Woah Vicky
An exercise in the fine art of laundering notoriety
So, this one starts with Mitchell Jackson, the publicist who specializes in clients of internet notoriety. Off the top of my head, he represents the reactionary political commentators Candace Owens and Brett Cooper, livestreamer and “looksmaxxer” Clavicular (before Clavicular’s on-camera overdose, at least), hip-hop podcaster and cuckold pornographer Adam22, leftist comedian-podcaster Adam Friedland, writer-influencer-scammer Caroline Calloway, and some others who are pretty juicy but off-the-record.
What do these clients get? A few months ago Clavicular was the subject of a wave of legacy media profiles, dazzled by a boy who hits himself in the face with a hammer to make himself beautiful—essentially Mitch’s doing. Clavicular is weird enough to go viral on his own, but consecrating that virality in the press takes someone like Mitch. He has a sort of neo-Warholian quality; Clavicular would be one of his superstars.
Mitch lives in Florida but he’s often in New York for business, and when he’s here he assembles a little crew to go with him to dinner, musicals, the opera, art galleries, and so on. Sometimes this includes myself. He’s always sure to ask me two things: how the book is coming along, and who I’m dating. Mitch thinks I have terrible taste in women and that I should just date men instead, because they’re less complicated. It’s hard to tell if I’m one of the freaks in his freak show or if I’m one of the architects pulling the strings.

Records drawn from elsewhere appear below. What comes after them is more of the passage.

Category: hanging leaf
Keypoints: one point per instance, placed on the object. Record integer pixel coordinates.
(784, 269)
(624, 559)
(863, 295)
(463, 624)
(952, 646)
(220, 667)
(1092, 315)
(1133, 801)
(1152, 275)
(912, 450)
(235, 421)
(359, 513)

Mitch’s business in New York this time: hosting a poetry reading for his client “Woah Vicky,” a white woman from Atlanta who has surfed the internet attention economy for a decade by saying and doing outrageous things with a blaccent. The event had just been announced online and tickets sold out almost immediately. Repackaging Vicky’s absurdist minstrel tweets as downtown scene poetry to make her more legible to the New York media world—who will inevitably eat it up and shit it out in a series of sympathetic articles and blog posts—this is Mitch’s forte. Most of the influence work I’ve seen Mitch do has been private (sending emails, calling people, inviting people to dinner), and this will be the first time I’ve watched him stage a public happening.
So that’s how I’m at the Met Opera with Mitch a week before Woah Vicky’s reading. We’re seeing Sting’s musical, The Last Ship, featuring Shaggy. Mitch gives me the rundown: this show is Sting’s longtime vanity project about his own childhood, the Met Opera is in a cash crisis because the old generation of donors is dying and the new generation of tech oligarchs have no respect for the arts, the Met was apparently supposed to be getting a ton of money from the Saudis but that deal fell through with the Iran war, so now we’re watching The Police frontman’s own personal Megalopolis about proletarian revolution against Thatcherite austerity in the same house where I saw Tristan und Isolde a few months ago. In other words, this musical would be really bad, and Mitch is the sort of gay man who lives for that shit.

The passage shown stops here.